[fitsbits] 16-bit floats {External}

Fri Jul 25 06:10:44 EDT 2025

Hi everyone,

Thanks for all the feedback! And thanks Paul for offering to write up a
case, let me know if I can help. A few thoughts/comments regarding things
people have mentioned here:

First I think we should focus on 16-bit floats and not consider 128-bit
floats for now, since the latter are a lot more complicated as in fact most
languages don't even truly support 128 bits of precision but rather 80 or
64 depending on the platform, even for types advertised as 128-bit. 16-bits
are a lot more straightforward because either languages represent them
natively, or 32-bit floats can be used in memory without loss of precision.
I think adding 16-bit float support would have the biggest immediate
impact, and I was only asking about 128-bit floats at the same time out of
curiosity.

Here is a prototype implementation for supporting 16-bit float in Primary
and ImageHDU extensions in astropy, which is a pretty independent
implementation from CFITSIO (we only use CFITSIO for some of the tile
compression/decompression algorithms):

https://github.com/astrofrog/astropy/pull/139

Obviously this needs tests, and similar changes to support 16-bit floats in
tables, but it is a pretty simple change (2 lines added!).

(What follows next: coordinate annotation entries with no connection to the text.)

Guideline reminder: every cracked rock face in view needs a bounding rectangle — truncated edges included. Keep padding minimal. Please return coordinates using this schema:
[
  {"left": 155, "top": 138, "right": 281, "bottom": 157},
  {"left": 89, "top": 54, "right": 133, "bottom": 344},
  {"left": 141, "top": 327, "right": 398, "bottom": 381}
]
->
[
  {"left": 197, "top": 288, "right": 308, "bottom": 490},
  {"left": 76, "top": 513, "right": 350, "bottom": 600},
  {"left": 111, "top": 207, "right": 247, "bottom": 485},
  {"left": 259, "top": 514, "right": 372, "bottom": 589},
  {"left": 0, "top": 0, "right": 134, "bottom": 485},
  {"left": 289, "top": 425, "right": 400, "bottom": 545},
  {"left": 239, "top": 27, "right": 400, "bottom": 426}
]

I don't think
supporting 16-bit floats will be very difficult for most packages compared
to some other changes, and indeed for languages that don't natively support
representing 16-bit floats they could just use 32-bit floats instead in
memory.

The main use cases that interest me have been mentioned in this thread:

- Radio cubes, which can be very large (100s of Gb or more in future) and
can in principle have high dynamic range, say 1e6 or more. Because of the
dynamic range, using 16-bit ints with BSCALE/BZERO isn't really an option,
so currently one would need to use 32-bit floats. However, in many cases,
if it was an option, using 16-bit floats would have sufficient significant
digits while also allowing large dynamic ranges.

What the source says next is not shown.